DIRACGrid / diracx

The neXt DIRAC generation
GNU General Public License v3.0
8 stars 19 forks source link

feat(jobs): pagination #243

Closed aldbr closed 2 months ago

aldbr commented 3 months ago

Here I provide a first implementation of the pagination mechanism for the jobs, mostly based on https://github.com/DIRACGrid/diracx/pull/6.

As I explored different examples, it became clear to me that there is no one-size-fits-all solution for pagination. Instead, various implementation possibilities exist, each offering unique approaches at different stages.

Pagination Strategies:

I considered two primary pagination strategies:

My opinion: we should prioritize simplicity for the time being. Our primary requirement is to retrieve the last 10, 100, or 1,000 jobs. Occasionally, it's useful to jump to a different page, such as when checking if a particular issue has occurred before. While there may be some cases where we need to fetch a large number of jobs at once, such instances are rare. Therefore, minor inconsistencies should not pose a significant problem. I would rather choose the page-based pagination.

Metadata Conveyance:

Conveying metadata to clients is essential for effective navigation as we return partial results. Common methods include Web Linking, Content-Range headers, and embedding metadata within the JSON response.

Link: <https://dirac/api/jobs?page=2&per_page=100>; rel="prev", <https://dirac/api/jobs?page=4&per_page=100>; rel="next", <https://dirac/api/jobs?page=515&per_page=100>; rel="last", <https://dirac/api/jobs?page=1&per_page=100>; rel="first"
Content-Range: <unit> <first item>-<last item>/<total>
Content-Range: jobs 1-10/100

My opinion: I initially implemented the Content-Range approach based on https://github.com/DIRACGrid/diracx/pull/6. However, I believe that web linking could also be beneficial as it would fit perfectly with the pagination parameters. Including metadata directly in the JSON is straightforward, but it would require additional parsing.

aldbr commented 3 months ago

After trying to link the pages to diracx-web, I realized that page-based pagination combined with the Content-Range header was enough for such a use case.

Now for the agents needing to fetch a large number of items while guaranteeing consistency, we could still tweak the per-page parameter by setting a very large number. There are a few cons of course: it would take a few seconds to fetch a large number of items and we would need to make sure that per-page is large enough to cover all the needed items.

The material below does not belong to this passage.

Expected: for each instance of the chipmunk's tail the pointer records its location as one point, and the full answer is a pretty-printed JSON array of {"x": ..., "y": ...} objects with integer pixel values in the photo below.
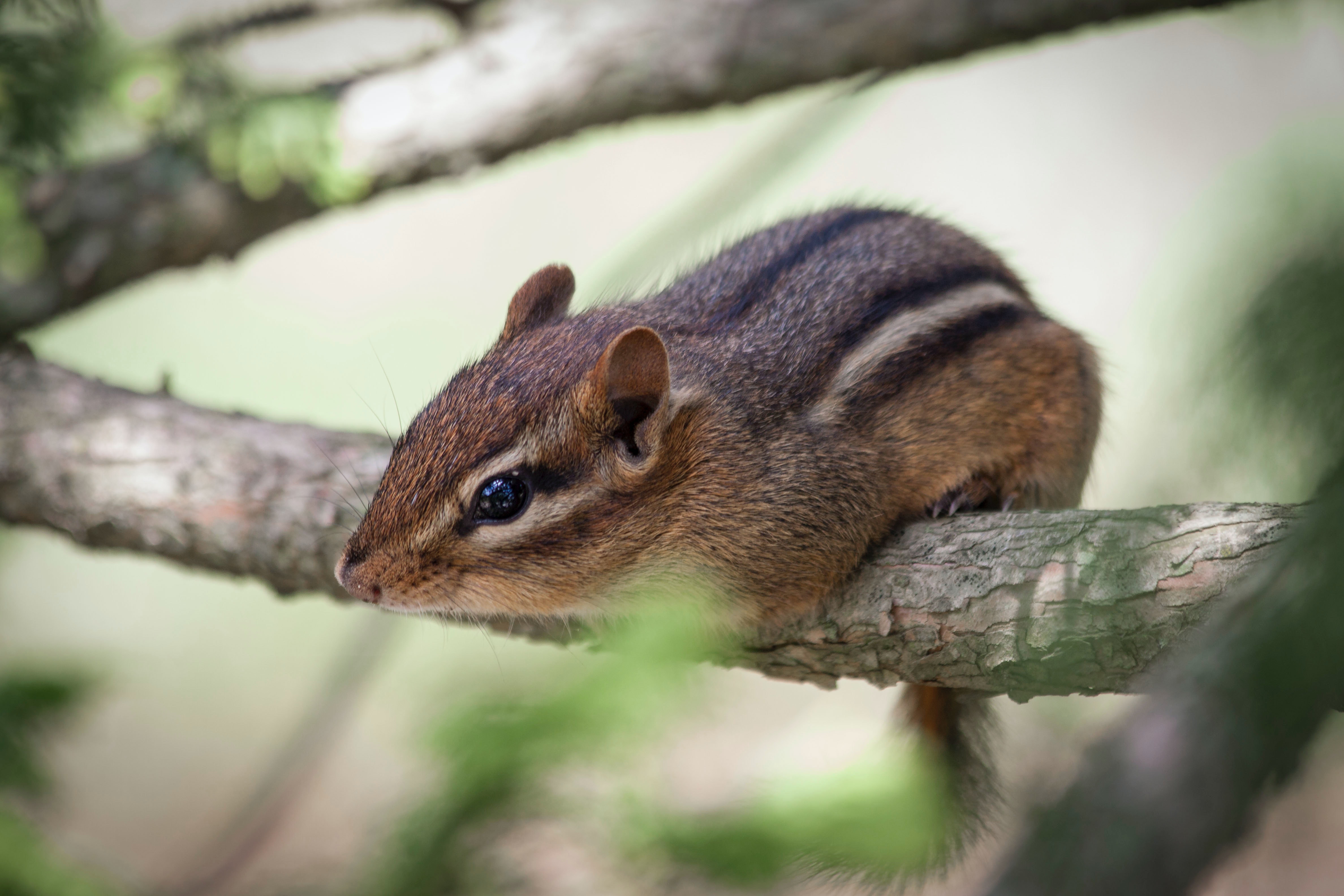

UPDATE: As a counter-argument, now that we can sort items using any parameter in any order, pagination is not as essential as it is within the current DIRAC implementation. Instead of going to the last page to examine old items, we could just sort the items differently (and thus rely on a cursor-based pagination).

fstagni commented 3 months ago

I would rather choose the page-based pagination.

On a first look, I agree.

chrisburr commented 3 months ago

I think we should use page-based pagination for most things but have the option of having a reliable pagination for critical operations. Perhaps we could make it simplier by having the option of:

For inspiration:

aldbr commented 3 months ago

I think we should use page-based pagination for most things but have the option of having a reliable pagination for critical operations. Perhaps we could make it simplier by having the option of:

  • passing after instead of page
  • after is only supported if sorting by the primary key of the table to keep the implementation simple

@chrisburr what you are describing is a (simple) cursor-based pagination if I understand correctly. Do you suggest we should implement both methods (at least for the critical operations)?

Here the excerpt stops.